Despite proven results, CTE programs in correctional settings continue to face systemic hurdles. Such as limited funding, outdated equipment and a lack of qualified instructors. The COVID-19 pandemic only intensified these problems.

Still, hope is on the rise. In 2023, Jobs for the Future launched its Postsecondary Education in Prison CTE Accelerator Network. This was designed “to help institutions that are expanding access to credit-bearing CTE courses to people who are incarcerated” (Murphy et al., 2023). This group of 17 schools and training providers are rebuilding lives and changing futures.

Programs that work

At the Petey Greene Program, we pair academic tutoring with vocational instruction across more than a dozen states. Trained volunteers from top-tier universities help learners develop the literacy and math skills necessary for CTE success. In one Penn.sylvania correctional facility, our collaboration with a carpentry certification class boosted technical exam pass rates by 23%. For many of our students, the presence of a Petey Greene tutor is more than academic — it’s relational. We provide mentorship, build trust and restore human connection.

The Hoosier Initiative for Re-Entry (HIRE) in Indiana offers a compelling model. It integrates technical training with job placement, working closely with employers to interview participants before they’re released. Within 90 days post-release, over 80% of HIRE participants are employed, which acts as a powerful buffer against recidivism.

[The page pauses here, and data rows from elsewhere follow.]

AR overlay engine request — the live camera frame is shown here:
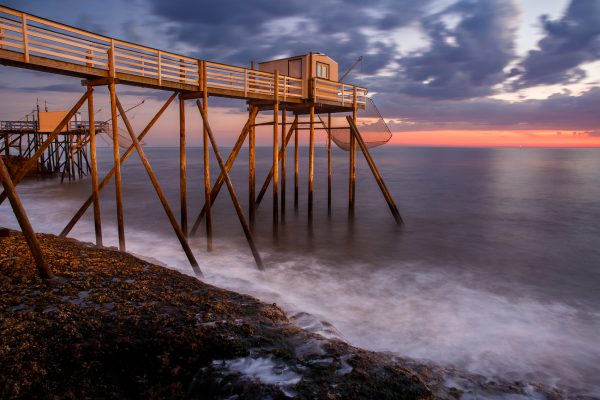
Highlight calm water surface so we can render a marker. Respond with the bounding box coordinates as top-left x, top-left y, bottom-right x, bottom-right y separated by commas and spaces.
0, 147, 600, 396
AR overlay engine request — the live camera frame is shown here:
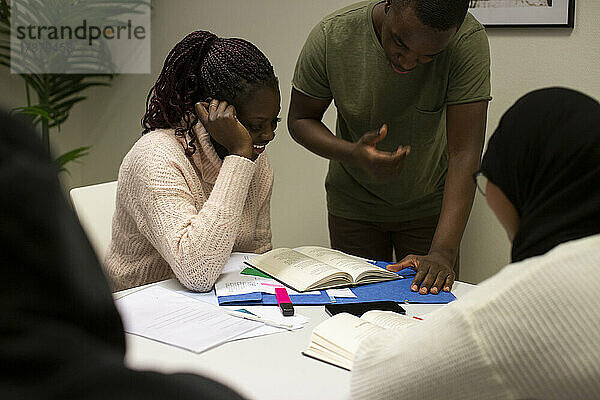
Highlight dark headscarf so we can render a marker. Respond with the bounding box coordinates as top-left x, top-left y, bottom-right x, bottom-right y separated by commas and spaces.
0, 111, 246, 400
481, 88, 600, 262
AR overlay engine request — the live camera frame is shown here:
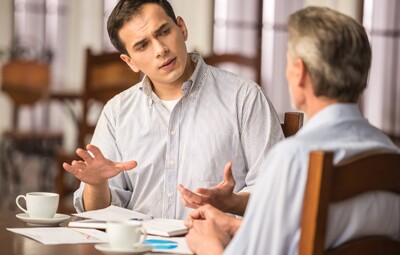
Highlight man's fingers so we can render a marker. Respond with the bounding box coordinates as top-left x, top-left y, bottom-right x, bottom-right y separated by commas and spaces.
71, 160, 87, 169
76, 148, 93, 163
118, 160, 137, 171
86, 144, 104, 159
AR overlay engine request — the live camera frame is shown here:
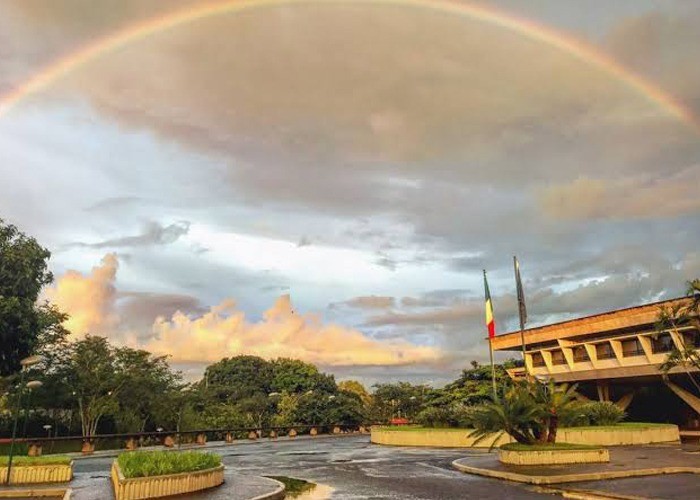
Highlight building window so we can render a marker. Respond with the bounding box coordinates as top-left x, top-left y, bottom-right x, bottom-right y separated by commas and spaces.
574, 345, 590, 361
651, 333, 673, 354
595, 342, 615, 359
622, 339, 644, 358
532, 352, 544, 366
683, 331, 700, 349
552, 351, 566, 365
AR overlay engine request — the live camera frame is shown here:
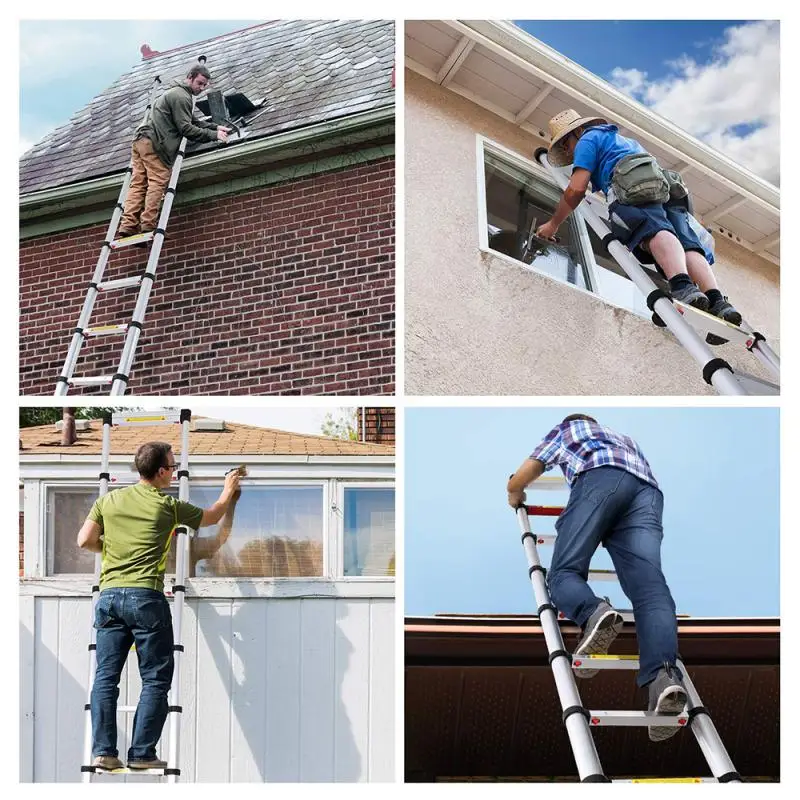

Challenges along the road ahead

Security policies, funding shortages and employer stigma continue to impede progress. But major policy shifts are opening new doors. We’re also seeing the growth of integrated education and training models that combine CTE, adult education and career readiness training tailored for the correctional setting. This is where real innovation lives.

As someone who served time, returned home, and has dedicated his life to working with individuals who have been affected by the justice system, I know that CTE is about more than skills. It’s about transformation.

To my fellow educators, policymakers and community leaders: Let’s make CTE accessible to the nearly two million people behind bars today — 95% of whom will come home.

We don’t just teach skills; we restore hope. We rebuild lives.


Jeffrey Abramowitz, J.D., is the chief executive officer of the Petey Greene Program and the Puttkammer Center for Educa.tional Justice. His journey through the justice system fuels his life’s mission: ensuring education and employment are accessible to every justice-impacted individual.